The ADVAITA Brahma Ashram was established by the tri-centurian ADVAITA Saint, the naked Sanyasi who spent around 40 - 50 years of his last yogic life in Puri. He is famously known as Sri Sri Jogeswar Digambar Paramhansa Maharaj and, in short, Nanga Baba Totapuri or "Nangta" or Languli Baba. The name Totapuri is coined by a combination of "Tota" and "Puri" : when "Tota" was his monastic name "Puri" was the sub caste to which he belonged. Among the Puris he belonged to the "Naga" order of militant ascetics who believed in combating their opponents with the knowledge of sastra. The Sadhu is believed to have led a very long life for more than 300 years. A votary of Naga- Abadhuta cult, he headed the Naga Math ( of Naga Monastery ) in Ludhiana now in the Punjab state. He was basically a "paribrajak" - a wandering monk - of the Dasnami order of Adi Shankar, who had travelled across the Indian subcontinent -- the major parts of Brahmadesh ( Bangladesh), and even beyond the Himalayas on foot only. This widely travelled tri-centurian is said to have come in contact with a galaxy of very well- known saints of India like Mahayogi Sri Sri Trailang Swami, the Walking Shiva of Benaras (1607 -1887), the famous tantric saint Sri Bamkhepa of Tarapith ( 1837-1911), Sri Sai Nath of Shirdi (1836 -1918), Swami Nigamananda Saraswati (1880 - 1935) and Sri Ramakrishna Paramhansa (1836 - 1887), etc. Apart from covering all holy places the tri-centurian Nanga Sanyasi also said to have covered the longer courses of the river Sindhu, Ganga, Brahmaputra, Narmada and Godavari and Krishna in the Deccan plateau.

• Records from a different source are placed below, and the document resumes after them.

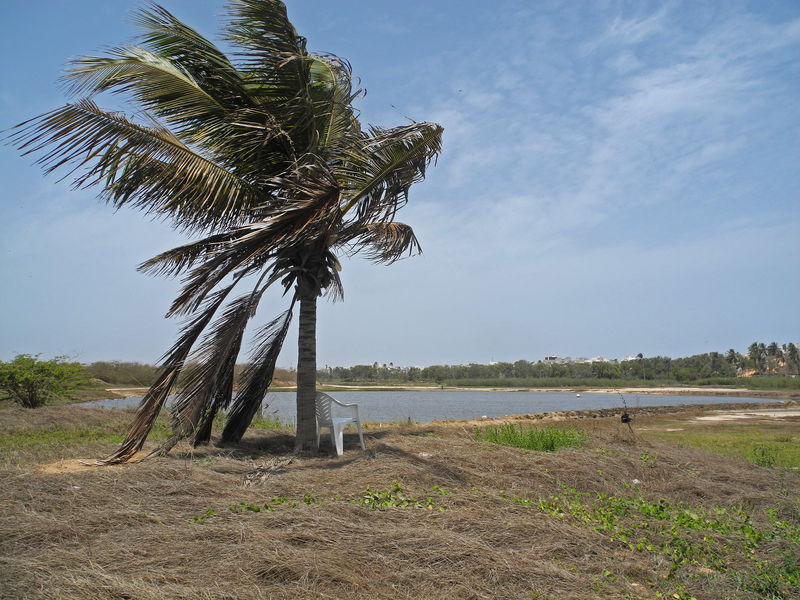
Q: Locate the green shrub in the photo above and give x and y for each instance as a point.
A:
(32, 382)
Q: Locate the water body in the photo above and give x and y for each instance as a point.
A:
(427, 406)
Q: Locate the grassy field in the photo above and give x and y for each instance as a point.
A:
(674, 507)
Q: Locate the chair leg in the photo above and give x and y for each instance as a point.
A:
(360, 435)
(336, 435)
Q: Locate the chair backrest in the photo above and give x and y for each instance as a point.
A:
(323, 409)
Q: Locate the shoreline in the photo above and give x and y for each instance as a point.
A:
(627, 391)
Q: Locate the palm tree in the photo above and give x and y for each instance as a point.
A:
(263, 159)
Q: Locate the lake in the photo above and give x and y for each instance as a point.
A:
(426, 406)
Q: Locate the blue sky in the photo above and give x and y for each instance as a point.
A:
(617, 177)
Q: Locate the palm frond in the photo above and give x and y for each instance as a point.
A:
(257, 377)
(376, 175)
(382, 242)
(171, 365)
(209, 384)
(171, 38)
(145, 167)
(163, 87)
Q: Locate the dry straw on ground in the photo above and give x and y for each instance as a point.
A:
(164, 528)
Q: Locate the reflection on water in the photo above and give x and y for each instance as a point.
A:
(426, 406)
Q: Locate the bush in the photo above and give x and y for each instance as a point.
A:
(32, 382)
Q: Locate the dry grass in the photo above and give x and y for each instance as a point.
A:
(146, 531)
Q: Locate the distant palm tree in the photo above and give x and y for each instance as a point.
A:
(262, 157)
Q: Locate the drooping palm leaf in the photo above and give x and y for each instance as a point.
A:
(257, 377)
(381, 242)
(377, 175)
(209, 384)
(171, 365)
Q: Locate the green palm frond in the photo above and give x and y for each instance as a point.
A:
(169, 37)
(376, 175)
(157, 83)
(146, 167)
(381, 242)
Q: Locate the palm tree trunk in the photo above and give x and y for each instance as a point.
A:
(306, 437)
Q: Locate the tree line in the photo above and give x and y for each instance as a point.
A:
(760, 360)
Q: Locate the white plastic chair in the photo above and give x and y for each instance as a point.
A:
(336, 424)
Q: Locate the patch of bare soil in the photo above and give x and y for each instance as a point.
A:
(256, 521)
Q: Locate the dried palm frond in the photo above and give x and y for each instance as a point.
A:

The ADVAITA Brahma Ashram now stands on huge old sand dunes covered with vegetation and greenery with palm, cashewnuts, neem, mango, date palms, casuarina forests presenting a serene atmosphere with flora and fauna of the coastal forests. The place is locally known as Girnarbant. It is said that hundreds of years ago these places were reclaimed after removing the sand by King Galamadhab of Puri. Sri Digambar Sadhu (naked Abadhuta Saint) had earlier preferred to continue his yogic sadhana on the Girnar mountain ranges of Junagadh district of Gujarat, which are considered very sacred to Hindus. His re-appearance on the similar such sand dunes again makes the place known as Girnarbant (bant meaning sand dune). As the revered saint is from ADVAITA Vedant discipline, the Ashram so developed over the sand hill, is known as ADVAITA Brahma Ashram.
Baba belonged to a very rare brand of naked sanyasis of Acharya Adi Shankara lineage of ADVAITA Brahmavad. He was an exponent of Nirvikalpa Dhyana Yoga and Vedantic philosophy. It is said that Baba had witnessed many wars spreading over centuries: Battle of Plassey (1757), Third Battle of Panipat (1761) and the Sepoy Mutiny (1857), besides two world wars (1914-1945).

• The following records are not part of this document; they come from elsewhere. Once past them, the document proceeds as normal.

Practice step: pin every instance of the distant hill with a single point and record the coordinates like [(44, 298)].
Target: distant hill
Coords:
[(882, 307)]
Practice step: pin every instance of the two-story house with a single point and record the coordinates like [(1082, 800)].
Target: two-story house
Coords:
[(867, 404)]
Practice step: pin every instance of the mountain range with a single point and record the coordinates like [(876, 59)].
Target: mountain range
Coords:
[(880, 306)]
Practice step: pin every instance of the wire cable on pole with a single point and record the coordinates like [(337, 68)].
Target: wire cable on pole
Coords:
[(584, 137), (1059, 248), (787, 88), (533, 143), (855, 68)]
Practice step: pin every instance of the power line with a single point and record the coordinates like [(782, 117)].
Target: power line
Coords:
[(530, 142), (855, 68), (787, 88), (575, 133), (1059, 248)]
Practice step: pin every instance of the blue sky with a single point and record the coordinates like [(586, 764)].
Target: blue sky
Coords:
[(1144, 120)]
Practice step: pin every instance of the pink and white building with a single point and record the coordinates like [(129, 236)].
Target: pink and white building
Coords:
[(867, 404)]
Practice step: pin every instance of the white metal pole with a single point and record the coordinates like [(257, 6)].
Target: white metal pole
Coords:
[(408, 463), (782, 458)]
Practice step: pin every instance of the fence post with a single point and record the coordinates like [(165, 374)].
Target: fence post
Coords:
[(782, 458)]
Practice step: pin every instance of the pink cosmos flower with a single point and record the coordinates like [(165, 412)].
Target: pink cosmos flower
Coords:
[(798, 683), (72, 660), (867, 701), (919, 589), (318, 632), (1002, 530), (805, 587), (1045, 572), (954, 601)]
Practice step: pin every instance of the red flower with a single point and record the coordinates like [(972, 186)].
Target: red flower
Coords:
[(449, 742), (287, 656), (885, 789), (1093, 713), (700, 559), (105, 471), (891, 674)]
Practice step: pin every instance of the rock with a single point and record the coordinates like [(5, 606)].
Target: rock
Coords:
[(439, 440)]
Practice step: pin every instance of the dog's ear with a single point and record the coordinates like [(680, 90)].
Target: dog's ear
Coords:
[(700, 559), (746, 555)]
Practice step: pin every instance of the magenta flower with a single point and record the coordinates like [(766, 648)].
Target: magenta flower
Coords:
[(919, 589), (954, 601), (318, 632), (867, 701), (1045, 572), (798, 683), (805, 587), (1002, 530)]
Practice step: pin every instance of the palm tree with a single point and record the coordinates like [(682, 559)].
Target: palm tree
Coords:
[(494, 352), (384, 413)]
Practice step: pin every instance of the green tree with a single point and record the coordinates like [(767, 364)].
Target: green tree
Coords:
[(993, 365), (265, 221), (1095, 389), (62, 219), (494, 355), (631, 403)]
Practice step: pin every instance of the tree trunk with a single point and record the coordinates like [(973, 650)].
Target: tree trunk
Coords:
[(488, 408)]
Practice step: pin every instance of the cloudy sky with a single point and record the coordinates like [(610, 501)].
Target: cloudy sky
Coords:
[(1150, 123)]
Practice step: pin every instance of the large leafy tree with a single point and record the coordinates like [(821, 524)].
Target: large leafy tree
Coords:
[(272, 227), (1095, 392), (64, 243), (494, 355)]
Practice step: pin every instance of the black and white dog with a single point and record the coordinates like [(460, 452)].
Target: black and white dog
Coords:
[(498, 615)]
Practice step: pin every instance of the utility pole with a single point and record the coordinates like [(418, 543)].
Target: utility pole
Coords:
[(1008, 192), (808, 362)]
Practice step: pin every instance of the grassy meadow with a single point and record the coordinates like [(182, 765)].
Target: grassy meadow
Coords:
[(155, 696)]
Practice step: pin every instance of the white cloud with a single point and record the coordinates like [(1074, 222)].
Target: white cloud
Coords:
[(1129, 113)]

It is believed that he is the same “Totapuri" Languli Baba, who initiated young Gadadhar Chattopadhyay and transformed him to Sri Ramakrishna Paramhansa. It happened at Dakskhineswar, 6 kilometres north of Kolkata in the year 1864. Totapuri had to guide the young Sanyasi in spiritual practices for eleven months. According to a legend, Baba was in the Himalayas when God directed him to go to Dakshineswar and initiate Gadadhar, the head priest of the Kali temple there. He took the role of Ramakrishna's mentor and taught him the importance of non-dualistic form of the universe, in other words, the tenets of the ADVAITA Vedanta. In this system, God is understood to be the formless unmanifest energy that supports the cosmos. Totapuri taught his disciple how "Brahman alone is real, and the world is illusory. I have no separate existence, I am that Brahman alone". Ramakrishna experienced a deep form of trance (nirvikalpa samadhi) under the guidance of Totapuri. This state is described as complete absorption of the soul into the ocean of consciousness.

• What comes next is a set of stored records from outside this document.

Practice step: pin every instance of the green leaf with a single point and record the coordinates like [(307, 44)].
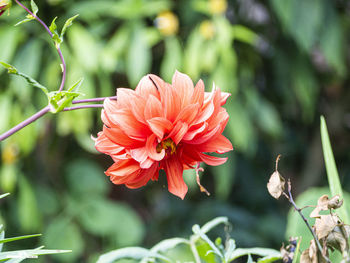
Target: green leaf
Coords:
[(58, 100), (332, 172), (12, 70), (198, 231), (263, 252), (35, 8), (27, 19), (67, 24), (130, 252), (5, 240)]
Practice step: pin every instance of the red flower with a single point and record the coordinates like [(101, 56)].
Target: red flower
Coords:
[(162, 126)]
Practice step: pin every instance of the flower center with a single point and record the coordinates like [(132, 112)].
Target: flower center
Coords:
[(168, 145)]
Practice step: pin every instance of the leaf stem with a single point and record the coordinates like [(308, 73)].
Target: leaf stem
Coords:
[(37, 18), (45, 110), (194, 249), (63, 63), (83, 107), (94, 100), (291, 200), (23, 124)]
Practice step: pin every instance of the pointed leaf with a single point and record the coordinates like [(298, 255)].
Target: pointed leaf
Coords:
[(213, 223), (12, 70), (76, 85), (4, 195), (11, 239), (67, 24), (136, 253), (332, 172), (35, 8)]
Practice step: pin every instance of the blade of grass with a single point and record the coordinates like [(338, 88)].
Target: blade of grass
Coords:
[(332, 172)]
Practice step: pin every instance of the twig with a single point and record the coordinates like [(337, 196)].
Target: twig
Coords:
[(83, 107), (40, 114), (94, 100), (291, 200), (63, 63), (194, 250), (25, 123)]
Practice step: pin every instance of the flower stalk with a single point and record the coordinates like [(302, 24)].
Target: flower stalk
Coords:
[(59, 51), (48, 108)]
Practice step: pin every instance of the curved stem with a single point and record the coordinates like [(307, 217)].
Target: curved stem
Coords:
[(63, 63), (37, 18), (83, 107), (94, 100), (25, 123), (291, 200), (194, 250)]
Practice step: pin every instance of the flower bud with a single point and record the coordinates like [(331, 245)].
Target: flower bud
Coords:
[(4, 5), (167, 23), (207, 29), (217, 6)]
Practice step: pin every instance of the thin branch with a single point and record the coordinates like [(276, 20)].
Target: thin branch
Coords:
[(63, 63), (194, 250), (94, 100), (291, 200), (25, 123), (83, 107), (37, 18)]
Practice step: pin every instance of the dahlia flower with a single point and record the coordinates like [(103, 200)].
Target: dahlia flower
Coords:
[(162, 126)]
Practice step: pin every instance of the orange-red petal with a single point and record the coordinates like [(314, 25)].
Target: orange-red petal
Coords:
[(174, 171)]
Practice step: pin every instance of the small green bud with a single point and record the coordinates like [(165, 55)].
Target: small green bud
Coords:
[(5, 5)]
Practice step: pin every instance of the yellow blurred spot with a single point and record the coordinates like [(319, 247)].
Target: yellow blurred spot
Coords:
[(207, 29), (167, 23), (9, 154), (217, 6), (5, 4)]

It is only towards the last 40 to 50 years of his life the "sky clad" wandering Seer set up his hermitage in a terribly isolated place of Girnarvant far from the din and bustle of the township. On the 13th day of moonlit Shravan i.e.28th August 1961, the great Languli Baba attained mahasamadhi (final liberation).
Taught from the early age in the discipline of ADVAITA, His Holiness Nanga Baba Totapuri took the world as an illusion. As an ADVAITAist, a staunch believer in the ADVAITA philosophy called Monism ( Non Dualistic Absolutism) his views were based on a deep study and analyses of the Vedas
A master par excellence in the practice of Nirvikalpa Samadhi Sadhana--a state of Sat-Chit-Anand--and a hollowed master of Atmajnan and Brahmajnan he remains as a living presence in the hearts of millions of his devotees all over the world.